To survive the forthcoming crisis, what we need is a harmonious collaboration between the government and private sector. The Philippines should avoid at all costs a sudden capital flight: closure of local companies, and withdrawal of investments by multinational corporations (MNCs). While it is understandable that the government needs additional taxes in order to deliver public goods and services to the people, it is also recommended that the government should also accommodate the requests and concerns of various industries. It is necessary to bear in mind that the forthcoming recession will also occur simultaneously with high inflation. Increasing the taxes will affect the spending power of citizens which will further facilitate potential bankruptcy of businesses: a very unwelcoming scenario that the government should prevent.

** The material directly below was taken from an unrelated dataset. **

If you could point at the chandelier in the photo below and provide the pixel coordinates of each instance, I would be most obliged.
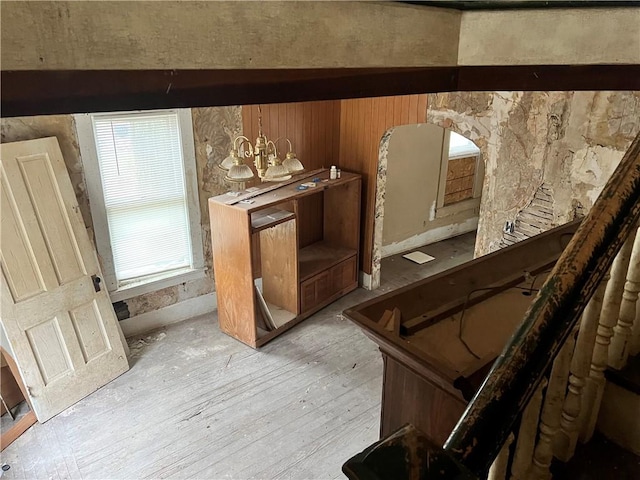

The latest Philippine Development Plan is also clear: the administration is committed not only for a whole-of-government, but also of a whole-of-society approach for a better Philippines. Upholding this whole-of-society approach entails the provision of greater participation of the private sector in various aspects of governance. Hence, drastic changes and reforms on economic policies affecting the business sector should be minimized. The government should foster meaningful conversations instead of unilateral imposition of policy reforms. The International Monetary Fund was firm on its warning that 2023 will be a difficult year. To emerge victorious from this crisis, a coordinated effort between the government and the private sector is imperative and non-negotiable.